For instance, one of the rats was taught how to obtain a drink of water; confronted with an identical situation the second rat immediately knew how to get the drink.
The report is presented in its entirety here.
What this means is that what the first rat learned, the second rat could immediately use to its advantage.
All manner of uses have been suggested to arise from this from the fanciful to the incredibly useful. For instance, it may serve as a tool for patients with locked-in syndrome and, at the other extreme, it may be the precursor to some form of hive mind, involving all humanity connected to a single interface. Who knows, perhaps Skynet actually turns out to be us!

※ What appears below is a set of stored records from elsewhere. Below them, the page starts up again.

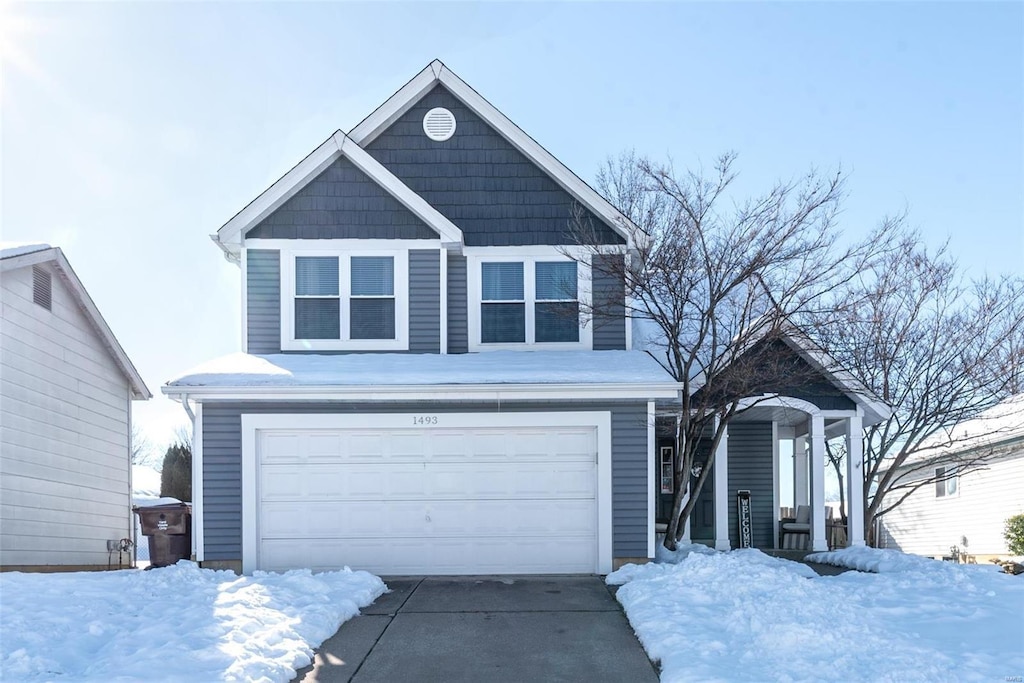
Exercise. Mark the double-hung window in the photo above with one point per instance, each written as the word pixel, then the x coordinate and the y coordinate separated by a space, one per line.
pixel 344 301
pixel 528 301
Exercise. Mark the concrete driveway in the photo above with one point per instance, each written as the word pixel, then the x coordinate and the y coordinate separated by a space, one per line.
pixel 485 629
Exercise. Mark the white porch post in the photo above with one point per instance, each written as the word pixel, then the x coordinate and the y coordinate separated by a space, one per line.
pixel 855 480
pixel 818 540
pixel 722 493
pixel 800 471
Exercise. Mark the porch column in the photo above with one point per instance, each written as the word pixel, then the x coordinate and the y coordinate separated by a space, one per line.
pixel 855 480
pixel 800 471
pixel 722 493
pixel 818 540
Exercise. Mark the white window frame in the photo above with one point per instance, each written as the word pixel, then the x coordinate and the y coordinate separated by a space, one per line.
pixel 345 343
pixel 528 256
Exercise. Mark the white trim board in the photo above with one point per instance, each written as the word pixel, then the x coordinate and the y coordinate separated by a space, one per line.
pixel 478 392
pixel 81 296
pixel 251 424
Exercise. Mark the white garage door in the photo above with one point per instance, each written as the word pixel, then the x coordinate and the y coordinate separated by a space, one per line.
pixel 488 500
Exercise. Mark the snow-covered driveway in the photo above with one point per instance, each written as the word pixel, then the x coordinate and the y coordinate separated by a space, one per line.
pixel 174 624
pixel 745 616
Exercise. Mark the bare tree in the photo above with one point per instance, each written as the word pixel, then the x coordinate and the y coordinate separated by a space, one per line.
pixel 937 348
pixel 716 280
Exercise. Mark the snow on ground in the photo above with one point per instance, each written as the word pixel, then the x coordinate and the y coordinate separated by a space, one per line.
pixel 743 615
pixel 175 624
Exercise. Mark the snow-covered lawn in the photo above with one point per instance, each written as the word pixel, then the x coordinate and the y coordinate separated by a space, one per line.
pixel 743 615
pixel 175 624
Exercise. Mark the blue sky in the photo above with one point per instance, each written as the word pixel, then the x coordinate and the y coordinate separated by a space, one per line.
pixel 130 132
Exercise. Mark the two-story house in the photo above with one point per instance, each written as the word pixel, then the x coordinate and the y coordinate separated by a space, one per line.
pixel 422 388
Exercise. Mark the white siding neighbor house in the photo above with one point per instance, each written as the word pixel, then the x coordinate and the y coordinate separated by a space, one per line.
pixel 66 393
pixel 969 510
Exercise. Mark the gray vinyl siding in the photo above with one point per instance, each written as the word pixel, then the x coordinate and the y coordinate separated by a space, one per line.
pixel 342 203
pixel 222 463
pixel 630 486
pixel 458 306
pixel 751 456
pixel 609 303
pixel 425 301
pixel 480 181
pixel 262 301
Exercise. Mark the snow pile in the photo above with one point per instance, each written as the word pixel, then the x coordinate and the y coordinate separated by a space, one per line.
pixel 176 624
pixel 742 615
pixel 879 560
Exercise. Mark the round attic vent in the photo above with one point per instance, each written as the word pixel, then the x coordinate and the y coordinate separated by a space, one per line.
pixel 438 124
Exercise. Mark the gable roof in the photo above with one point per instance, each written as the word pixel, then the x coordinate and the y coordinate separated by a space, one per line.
pixel 436 73
pixel 230 236
pixel 20 256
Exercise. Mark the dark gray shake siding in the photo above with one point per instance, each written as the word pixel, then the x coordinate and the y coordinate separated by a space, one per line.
pixel 222 464
pixel 751 468
pixel 479 181
pixel 263 301
pixel 458 310
pixel 425 301
pixel 342 203
pixel 609 303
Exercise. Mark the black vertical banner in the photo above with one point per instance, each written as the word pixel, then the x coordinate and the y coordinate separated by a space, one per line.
pixel 743 516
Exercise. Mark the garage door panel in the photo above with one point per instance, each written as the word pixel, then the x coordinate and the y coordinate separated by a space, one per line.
pixel 419 556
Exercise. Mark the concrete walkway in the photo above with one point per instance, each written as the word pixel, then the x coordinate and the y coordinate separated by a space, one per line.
pixel 485 629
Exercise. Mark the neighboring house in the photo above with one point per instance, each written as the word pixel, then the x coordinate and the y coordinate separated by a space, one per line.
pixel 67 389
pixel 966 510
pixel 421 389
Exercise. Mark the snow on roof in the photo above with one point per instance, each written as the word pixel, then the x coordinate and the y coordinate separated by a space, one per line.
pixel 243 370
pixel 12 249
pixel 1000 423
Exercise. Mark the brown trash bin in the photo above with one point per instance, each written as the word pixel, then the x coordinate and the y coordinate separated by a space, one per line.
pixel 169 529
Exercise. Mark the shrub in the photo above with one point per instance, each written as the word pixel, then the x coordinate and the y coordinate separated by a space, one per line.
pixel 1014 534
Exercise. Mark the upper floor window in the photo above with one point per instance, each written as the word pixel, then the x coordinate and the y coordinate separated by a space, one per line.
pixel 345 302
pixel 42 287
pixel 526 300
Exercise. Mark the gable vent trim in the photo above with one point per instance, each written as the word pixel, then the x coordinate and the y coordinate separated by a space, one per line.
pixel 42 288
pixel 438 124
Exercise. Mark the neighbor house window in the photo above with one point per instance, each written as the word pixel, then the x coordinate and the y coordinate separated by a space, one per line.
pixel 342 301
pixel 557 309
pixel 945 481
pixel 42 287
pixel 529 301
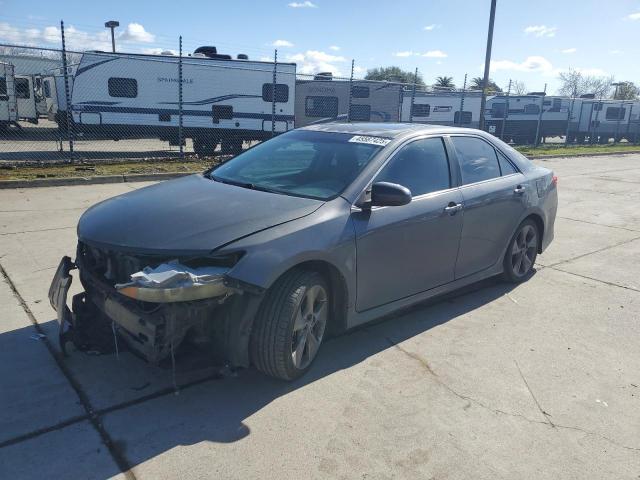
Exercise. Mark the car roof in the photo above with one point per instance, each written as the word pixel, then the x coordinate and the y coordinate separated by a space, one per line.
pixel 387 130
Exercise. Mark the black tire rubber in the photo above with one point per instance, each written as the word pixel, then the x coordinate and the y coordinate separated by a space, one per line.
pixel 508 274
pixel 270 344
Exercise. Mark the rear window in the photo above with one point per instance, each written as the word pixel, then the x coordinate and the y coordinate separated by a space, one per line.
pixel 123 87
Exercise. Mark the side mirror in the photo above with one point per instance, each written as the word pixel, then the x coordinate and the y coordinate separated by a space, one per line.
pixel 385 194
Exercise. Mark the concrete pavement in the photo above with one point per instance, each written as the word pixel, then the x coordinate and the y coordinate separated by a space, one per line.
pixel 537 381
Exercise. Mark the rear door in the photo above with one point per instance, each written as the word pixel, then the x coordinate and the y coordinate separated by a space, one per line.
pixel 408 249
pixel 494 197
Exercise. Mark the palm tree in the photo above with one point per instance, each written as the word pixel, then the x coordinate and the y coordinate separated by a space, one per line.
pixel 444 82
pixel 477 83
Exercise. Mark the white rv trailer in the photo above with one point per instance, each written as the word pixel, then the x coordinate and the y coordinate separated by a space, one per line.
pixel 514 118
pixel 8 103
pixel 442 108
pixel 600 120
pixel 326 99
pixel 224 100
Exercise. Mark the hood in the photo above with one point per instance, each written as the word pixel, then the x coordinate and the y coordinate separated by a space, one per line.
pixel 187 215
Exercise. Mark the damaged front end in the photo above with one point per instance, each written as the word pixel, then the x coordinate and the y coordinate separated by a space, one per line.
pixel 154 304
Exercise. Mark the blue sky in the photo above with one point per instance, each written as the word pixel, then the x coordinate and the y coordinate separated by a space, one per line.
pixel 533 40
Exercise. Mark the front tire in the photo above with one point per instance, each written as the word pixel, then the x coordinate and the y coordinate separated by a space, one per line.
pixel 522 252
pixel 290 325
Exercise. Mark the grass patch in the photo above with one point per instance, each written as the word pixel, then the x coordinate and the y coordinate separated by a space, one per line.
pixel 98 169
pixel 563 151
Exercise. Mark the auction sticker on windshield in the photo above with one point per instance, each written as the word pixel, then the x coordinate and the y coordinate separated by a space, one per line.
pixel 371 140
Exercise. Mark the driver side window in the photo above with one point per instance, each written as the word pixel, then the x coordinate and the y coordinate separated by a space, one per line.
pixel 421 166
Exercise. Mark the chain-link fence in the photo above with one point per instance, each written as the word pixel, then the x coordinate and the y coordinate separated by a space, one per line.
pixel 62 105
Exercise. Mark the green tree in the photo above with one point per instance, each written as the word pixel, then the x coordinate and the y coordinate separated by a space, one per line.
pixel 477 82
pixel 393 74
pixel 444 83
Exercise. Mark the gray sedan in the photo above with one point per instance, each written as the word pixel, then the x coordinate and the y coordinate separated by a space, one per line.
pixel 312 233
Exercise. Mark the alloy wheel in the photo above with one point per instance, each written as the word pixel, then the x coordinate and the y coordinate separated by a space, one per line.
pixel 308 327
pixel 523 251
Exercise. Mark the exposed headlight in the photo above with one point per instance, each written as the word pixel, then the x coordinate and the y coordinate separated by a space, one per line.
pixel 176 282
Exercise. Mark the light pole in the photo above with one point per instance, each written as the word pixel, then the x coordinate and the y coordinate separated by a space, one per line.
pixel 487 63
pixel 616 84
pixel 112 24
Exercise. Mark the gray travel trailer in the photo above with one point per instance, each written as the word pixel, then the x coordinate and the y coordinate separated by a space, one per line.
pixel 598 121
pixel 514 118
pixel 8 102
pixel 442 108
pixel 225 100
pixel 325 99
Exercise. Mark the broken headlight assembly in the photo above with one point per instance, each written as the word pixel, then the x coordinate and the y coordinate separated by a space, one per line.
pixel 180 280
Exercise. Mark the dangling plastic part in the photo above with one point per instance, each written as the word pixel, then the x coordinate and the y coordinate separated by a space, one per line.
pixel 173 371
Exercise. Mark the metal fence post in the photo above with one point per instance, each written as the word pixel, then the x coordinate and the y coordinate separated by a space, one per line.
pixel 464 89
pixel 537 139
pixel 620 106
pixel 413 95
pixel 67 93
pixel 569 115
pixel 353 62
pixel 505 115
pixel 180 138
pixel 273 93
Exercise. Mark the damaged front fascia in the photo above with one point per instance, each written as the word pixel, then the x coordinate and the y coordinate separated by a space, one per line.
pixel 153 330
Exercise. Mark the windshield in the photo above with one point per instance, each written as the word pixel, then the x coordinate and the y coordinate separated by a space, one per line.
pixel 302 162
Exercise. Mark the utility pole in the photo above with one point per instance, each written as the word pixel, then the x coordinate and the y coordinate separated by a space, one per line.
pixel 487 63
pixel 112 24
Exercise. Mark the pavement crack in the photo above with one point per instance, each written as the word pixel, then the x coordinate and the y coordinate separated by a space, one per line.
pixel 90 413
pixel 36 231
pixel 544 414
pixel 586 277
pixel 467 398
pixel 599 250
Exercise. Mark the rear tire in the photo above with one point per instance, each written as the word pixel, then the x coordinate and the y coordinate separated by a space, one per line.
pixel 522 252
pixel 290 325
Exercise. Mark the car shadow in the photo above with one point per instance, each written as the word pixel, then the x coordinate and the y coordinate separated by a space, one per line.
pixel 217 410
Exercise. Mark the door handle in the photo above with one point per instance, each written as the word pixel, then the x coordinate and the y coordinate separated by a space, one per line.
pixel 453 208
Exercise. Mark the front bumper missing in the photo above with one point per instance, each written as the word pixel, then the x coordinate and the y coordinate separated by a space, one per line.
pixel 152 331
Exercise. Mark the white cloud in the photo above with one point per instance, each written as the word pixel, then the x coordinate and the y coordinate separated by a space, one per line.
pixel 281 43
pixel 435 54
pixel 406 53
pixel 135 33
pixel 306 4
pixel 429 54
pixel 530 64
pixel 314 61
pixel 541 31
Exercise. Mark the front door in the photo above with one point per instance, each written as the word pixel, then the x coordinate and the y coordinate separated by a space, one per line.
pixel 408 249
pixel 494 196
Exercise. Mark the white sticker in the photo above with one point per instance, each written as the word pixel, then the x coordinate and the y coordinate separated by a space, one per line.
pixel 371 140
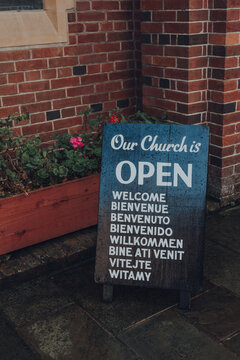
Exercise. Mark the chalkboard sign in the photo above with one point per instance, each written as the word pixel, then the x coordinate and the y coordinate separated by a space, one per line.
pixel 152 206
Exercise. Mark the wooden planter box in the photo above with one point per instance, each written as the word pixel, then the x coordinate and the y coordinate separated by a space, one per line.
pixel 48 213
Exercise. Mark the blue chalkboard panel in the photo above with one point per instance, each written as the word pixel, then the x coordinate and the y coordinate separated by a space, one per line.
pixel 152 206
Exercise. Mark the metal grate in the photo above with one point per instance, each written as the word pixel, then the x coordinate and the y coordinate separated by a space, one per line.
pixel 6 5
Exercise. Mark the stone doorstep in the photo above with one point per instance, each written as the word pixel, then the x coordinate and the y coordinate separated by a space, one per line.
pixel 51 255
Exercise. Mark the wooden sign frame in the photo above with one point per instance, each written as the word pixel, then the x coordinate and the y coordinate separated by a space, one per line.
pixel 151 222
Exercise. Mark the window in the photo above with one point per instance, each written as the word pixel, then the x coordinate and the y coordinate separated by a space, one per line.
pixel 44 25
pixel 6 5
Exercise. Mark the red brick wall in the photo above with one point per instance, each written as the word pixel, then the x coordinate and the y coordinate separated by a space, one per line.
pixel 96 68
pixel 174 57
pixel 224 99
pixel 190 67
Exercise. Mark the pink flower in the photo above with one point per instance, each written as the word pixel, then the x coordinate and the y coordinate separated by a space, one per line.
pixel 76 142
pixel 114 119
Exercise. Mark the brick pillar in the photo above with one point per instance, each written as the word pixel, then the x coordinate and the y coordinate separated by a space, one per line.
pixel 224 96
pixel 190 67
pixel 174 59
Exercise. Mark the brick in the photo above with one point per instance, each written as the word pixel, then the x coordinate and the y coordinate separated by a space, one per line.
pixel 106 26
pixel 31 65
pixel 153 92
pixel 164 61
pixel 83 5
pixel 3 79
pixel 119 36
pixel 8 89
pixel 16 77
pixel 18 99
pixel 79 70
pixel 91 16
pixel 164 16
pixel 37 117
pixel 200 15
pixel 107 87
pixel 37 128
pixel 230 140
pixel 108 47
pixel 66 123
pixel 75 28
pixel 146 16
pixel 6 67
pixel 63 61
pixel 69 112
pixel 95 98
pixel 90 79
pixel 119 75
pixel 192 63
pixel 107 67
pixel 37 107
pixel 47 52
pixel 77 50
pixel 91 27
pixel 151 27
pixel 105 5
pixel 192 108
pixel 64 72
pixel 147 80
pixel 164 39
pixel 49 74
pixel 14 55
pixel 34 86
pixel 125 93
pixel 120 25
pixel 177 28
pixel 124 55
pixel 65 82
pixel 164 83
pixel 50 95
pixel 146 38
pixel 80 90
pixel 94 69
pixel 196 39
pixel 5 112
pixel 152 50
pixel 64 103
pixel 119 15
pixel 71 17
pixel 222 108
pixel 32 75
pixel 91 38
pixel 53 115
pixel 93 58
pixel 151 4
pixel 176 74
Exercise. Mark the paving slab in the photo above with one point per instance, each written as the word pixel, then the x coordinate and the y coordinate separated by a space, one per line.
pixel 12 346
pixel 31 301
pixel 216 312
pixel 171 337
pixel 73 335
pixel 233 343
pixel 129 303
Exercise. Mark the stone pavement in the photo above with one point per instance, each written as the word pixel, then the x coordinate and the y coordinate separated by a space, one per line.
pixel 50 307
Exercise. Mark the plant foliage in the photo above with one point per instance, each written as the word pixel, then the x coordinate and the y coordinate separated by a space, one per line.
pixel 27 164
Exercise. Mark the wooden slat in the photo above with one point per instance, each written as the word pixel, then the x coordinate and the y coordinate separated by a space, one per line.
pixel 48 213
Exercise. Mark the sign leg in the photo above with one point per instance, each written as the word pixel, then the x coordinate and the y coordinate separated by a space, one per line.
pixel 185 299
pixel 107 293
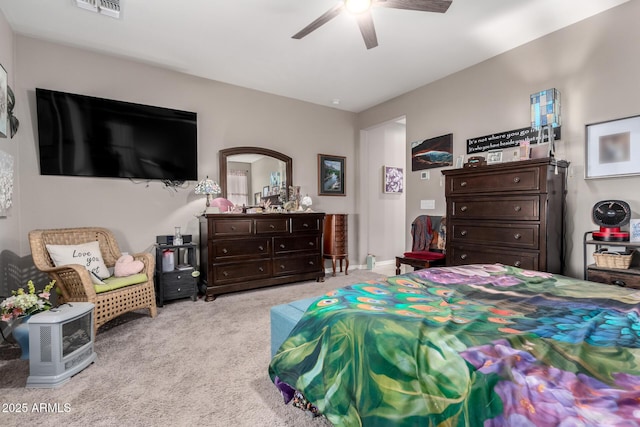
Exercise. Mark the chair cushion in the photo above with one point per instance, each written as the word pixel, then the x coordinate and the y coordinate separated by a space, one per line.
pixel 425 255
pixel 111 283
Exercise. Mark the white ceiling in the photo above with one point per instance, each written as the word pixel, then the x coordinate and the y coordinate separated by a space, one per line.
pixel 248 42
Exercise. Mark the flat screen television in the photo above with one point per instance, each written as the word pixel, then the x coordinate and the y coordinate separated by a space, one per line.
pixel 81 135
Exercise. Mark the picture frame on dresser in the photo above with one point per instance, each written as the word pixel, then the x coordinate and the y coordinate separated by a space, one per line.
pixel 331 175
pixel 609 148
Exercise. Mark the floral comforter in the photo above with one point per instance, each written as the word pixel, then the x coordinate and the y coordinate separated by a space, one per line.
pixel 475 345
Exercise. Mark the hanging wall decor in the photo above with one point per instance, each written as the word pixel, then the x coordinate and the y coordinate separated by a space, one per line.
pixel 14 123
pixel 393 179
pixel 432 153
pixel 6 182
pixel 4 117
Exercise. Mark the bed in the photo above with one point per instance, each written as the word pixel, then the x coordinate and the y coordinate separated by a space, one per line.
pixel 472 345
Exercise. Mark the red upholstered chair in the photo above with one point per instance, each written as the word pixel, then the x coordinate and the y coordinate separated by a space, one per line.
pixel 427 249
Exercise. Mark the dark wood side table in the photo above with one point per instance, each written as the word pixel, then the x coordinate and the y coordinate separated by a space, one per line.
pixel 336 245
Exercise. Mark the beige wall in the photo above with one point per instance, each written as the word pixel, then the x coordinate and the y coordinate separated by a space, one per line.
pixel 595 64
pixel 10 225
pixel 227 116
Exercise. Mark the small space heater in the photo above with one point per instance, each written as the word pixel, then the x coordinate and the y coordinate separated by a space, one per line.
pixel 610 215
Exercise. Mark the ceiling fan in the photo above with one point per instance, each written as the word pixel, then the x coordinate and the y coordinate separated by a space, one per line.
pixel 362 10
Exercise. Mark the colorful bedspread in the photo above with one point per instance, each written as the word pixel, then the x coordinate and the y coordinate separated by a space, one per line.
pixel 475 345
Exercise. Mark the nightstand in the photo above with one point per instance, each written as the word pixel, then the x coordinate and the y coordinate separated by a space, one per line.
pixel 179 282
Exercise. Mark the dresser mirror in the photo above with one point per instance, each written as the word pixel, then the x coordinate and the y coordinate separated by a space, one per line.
pixel 252 175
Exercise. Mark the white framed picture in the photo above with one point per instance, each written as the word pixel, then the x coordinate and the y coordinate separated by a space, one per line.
pixel 494 157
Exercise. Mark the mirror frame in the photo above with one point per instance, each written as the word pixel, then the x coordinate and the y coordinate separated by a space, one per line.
pixel 224 154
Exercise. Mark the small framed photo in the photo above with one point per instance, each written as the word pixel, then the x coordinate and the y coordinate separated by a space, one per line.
pixel 612 148
pixel 393 179
pixel 494 157
pixel 331 175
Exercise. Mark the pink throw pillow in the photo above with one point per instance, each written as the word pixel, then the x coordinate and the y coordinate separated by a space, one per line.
pixel 127 266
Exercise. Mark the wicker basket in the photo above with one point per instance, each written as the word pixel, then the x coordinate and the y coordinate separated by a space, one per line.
pixel 613 260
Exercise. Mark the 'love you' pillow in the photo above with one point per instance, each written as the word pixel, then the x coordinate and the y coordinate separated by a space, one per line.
pixel 127 266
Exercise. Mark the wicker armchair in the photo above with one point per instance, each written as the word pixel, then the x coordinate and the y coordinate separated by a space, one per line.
pixel 74 280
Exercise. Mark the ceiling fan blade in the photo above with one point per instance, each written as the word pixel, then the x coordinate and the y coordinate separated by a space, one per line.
pixel 365 22
pixel 323 19
pixel 438 6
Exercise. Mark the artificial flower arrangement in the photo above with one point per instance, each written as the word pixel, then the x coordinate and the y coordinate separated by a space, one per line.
pixel 25 303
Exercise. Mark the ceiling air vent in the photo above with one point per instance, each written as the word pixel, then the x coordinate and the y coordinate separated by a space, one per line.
pixel 106 7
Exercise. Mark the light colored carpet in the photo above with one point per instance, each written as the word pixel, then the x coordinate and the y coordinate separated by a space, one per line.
pixel 196 364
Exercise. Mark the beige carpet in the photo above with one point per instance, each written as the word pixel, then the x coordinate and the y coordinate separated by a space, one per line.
pixel 196 364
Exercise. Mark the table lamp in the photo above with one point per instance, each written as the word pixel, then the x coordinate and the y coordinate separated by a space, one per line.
pixel 208 186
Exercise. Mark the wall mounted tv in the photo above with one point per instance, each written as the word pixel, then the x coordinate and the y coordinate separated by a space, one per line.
pixel 86 136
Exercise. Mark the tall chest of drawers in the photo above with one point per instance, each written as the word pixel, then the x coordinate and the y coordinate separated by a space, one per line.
pixel 510 213
pixel 248 251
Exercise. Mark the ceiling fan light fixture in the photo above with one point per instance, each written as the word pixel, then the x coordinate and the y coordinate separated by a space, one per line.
pixel 357 6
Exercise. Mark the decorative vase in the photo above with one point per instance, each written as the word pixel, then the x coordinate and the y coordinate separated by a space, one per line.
pixel 21 335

"I don't think there's any risk of supersmart rats from this," said Anders Sandberg, who studies the ethics of neurotechnologies at the Future of Humanity Institute at Oxford University. "There's a big difference between sharing sensory information and being able to plan. I'm not worried about an imminent invasion of 'rat multiborgs'."
The obvious question (to iTWire at least) remains unanswered; what is the nature of the signals transmitted between the two rats? This requires us to ask, what exactly is a thought, a memory, an action; how is it expressed in data; in numerical form?
Clearly this is an early step in a very long line of research.